LATER THIS YEAR, airline companies might be tempted to introduce some new slogans: Surf the friendly skies. You've got air mail. Taking the Internet to new heights.
Plane manufacturers and airlines are scrambling to offer Net access to passengers. For example, Boeing, based in Irvine, Calif., is developing a system to let you plug your laptop into a traditional RJ-45 Ethernet port and take off at speeds of 1.5Mbps transmitting data and 5Mbps receiving data. Besides e-mail and Web access -- it'll also offer live television feeds and secure connections to your intranet.
The technology behind Connexion, as Boeing's service will be called, is two aerodynamic flat antennae that sit on top of an airplane -- Boeing craft as well as others. It beams data to and from a satellite, and is designed to automatically respond to directional changes and maintain its connection.
You'll probably start to see Boeing's service on commercial domestic routes by late 2001. It's already been tested on business and government jets, and will eventually be available on international flights. Other companies, including In-flight Network, based in New York City, and Inflightonline, based in Fort Lauderdale, Fla., are also planning to offer similar services.

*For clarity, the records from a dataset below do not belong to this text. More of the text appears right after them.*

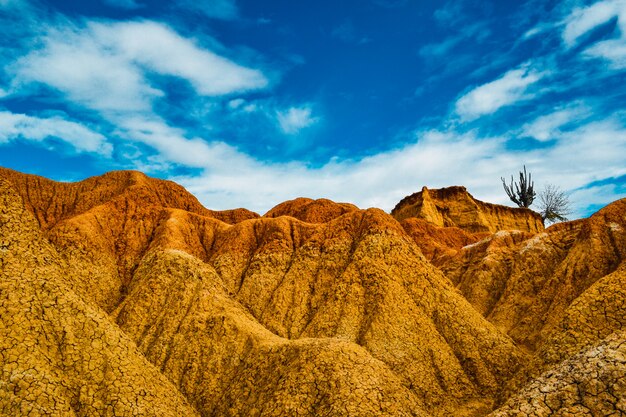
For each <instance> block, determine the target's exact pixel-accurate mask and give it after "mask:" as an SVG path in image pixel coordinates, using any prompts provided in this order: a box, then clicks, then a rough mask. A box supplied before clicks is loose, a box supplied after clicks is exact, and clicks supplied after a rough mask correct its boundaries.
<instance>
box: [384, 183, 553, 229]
mask: <svg viewBox="0 0 626 417" xmlns="http://www.w3.org/2000/svg"><path fill="white" fill-rule="evenodd" d="M391 214H392V215H393V216H394V217H395V218H396V219H397V220H398V221H402V220H404V219H408V218H411V217H417V218H420V219H424V220H426V221H428V222H429V223H432V224H433V225H435V226H439V227H458V228H460V229H463V230H465V231H468V232H470V233H477V232H491V233H495V232H497V231H499V230H520V231H526V232H533V233H535V232H540V231H542V230H543V221H542V219H541V216H540V215H539V214H538V213H535V212H533V211H531V210H529V209H524V208H511V207H506V206H500V205H497V204H489V203H485V202H482V201H479V200H476V199H475V198H474V197H472V195H471V194H470V193H468V192H467V190H466V189H465V187H448V188H440V189H434V190H429V189H428V188H426V187H424V188H422V191H420V192H418V193H415V194H412V195H410V196H408V197H405V198H404V199H403V200H402V201H400V202H399V203H398V204H397V205H396V207H395V208H394V209H393V210H392V212H391Z"/></svg>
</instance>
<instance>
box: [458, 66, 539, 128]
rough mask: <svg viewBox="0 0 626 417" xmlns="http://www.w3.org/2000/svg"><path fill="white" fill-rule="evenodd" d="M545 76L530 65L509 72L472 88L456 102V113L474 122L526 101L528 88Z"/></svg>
mask: <svg viewBox="0 0 626 417" xmlns="http://www.w3.org/2000/svg"><path fill="white" fill-rule="evenodd" d="M545 75H546V74H545V73H543V72H539V71H536V70H534V69H532V67H531V66H530V65H525V66H522V67H520V68H517V69H514V70H510V71H508V72H507V73H506V74H504V75H503V76H502V77H500V78H498V79H497V80H495V81H491V82H489V83H487V84H483V85H481V86H479V87H476V88H474V89H473V90H471V91H469V92H468V93H466V94H464V95H463V96H461V97H460V98H459V99H458V100H457V102H456V113H457V114H458V115H459V116H460V117H461V118H462V119H463V120H474V119H477V118H479V117H481V116H483V115H487V114H492V113H495V112H496V111H498V110H499V109H500V108H502V107H505V106H510V105H512V104H515V103H516V102H519V101H522V100H526V99H528V98H530V97H532V95H530V94H529V93H528V92H527V90H528V88H529V87H530V86H531V85H532V84H534V83H536V82H537V81H539V80H541V79H542V78H543V77H544V76H545Z"/></svg>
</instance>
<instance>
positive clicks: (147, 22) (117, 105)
mask: <svg viewBox="0 0 626 417" xmlns="http://www.w3.org/2000/svg"><path fill="white" fill-rule="evenodd" d="M43 43H44V47H43V48H41V49H40V50H37V51H34V52H31V53H30V54H29V55H27V56H26V57H24V58H22V59H21V60H19V61H18V63H17V64H16V65H15V66H14V71H15V72H16V79H17V80H18V81H19V82H23V83H25V82H40V83H44V84H47V85H49V86H51V87H54V88H56V89H58V90H60V91H61V92H63V93H65V94H66V95H67V96H68V98H69V99H70V100H71V101H73V102H76V103H79V104H82V105H84V106H86V107H88V108H91V109H95V110H98V111H104V112H118V113H119V112H123V111H149V110H151V106H152V102H153V100H154V99H155V98H156V97H160V96H162V95H163V92H162V91H160V90H158V89H157V88H155V87H154V86H152V85H151V84H150V82H149V81H148V78H147V76H146V75H147V73H149V72H155V73H159V74H162V75H166V76H173V77H179V78H182V79H184V80H187V81H188V82H189V83H191V85H192V86H193V87H194V88H195V90H196V92H197V93H198V94H200V95H205V96H217V95H224V94H230V93H234V92H242V91H247V90H253V89H259V88H263V87H265V86H266V85H267V83H268V81H267V79H266V78H265V76H264V75H263V74H262V73H261V72H260V71H258V70H254V69H250V68H246V67H243V66H241V65H238V64H236V63H234V62H232V61H230V60H228V59H226V58H224V57H221V56H219V55H216V54H215V53H213V52H211V51H209V50H206V49H203V48H202V47H200V46H199V45H198V44H197V43H196V42H194V41H193V40H190V39H187V38H184V37H182V36H180V35H179V34H177V33H176V32H174V31H173V30H172V29H170V28H169V27H168V26H166V25H164V24H161V23H155V22H151V21H140V22H123V23H98V22H91V23H89V24H88V25H87V26H86V27H81V28H70V27H65V28H63V29H61V30H55V31H50V33H49V34H48V35H47V36H46V37H45V38H44V39H43Z"/></svg>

"The system is being built to meet any safety concerns," says Ric Vandermeulen, head of marketing and director of strategic alliances for Connexion. "We will be operating in a band way above cockpit communications, at 14 gigahertz." So will that mean an end to the familiar bans on wireless electronics in flight? (See "Up in the Air," CIO, Dec. 1, 2000.) No, it appears the real fear there is that those devices can easily become projectiles under some conditions. Now that'd be something to send an in-flight e-mail home about.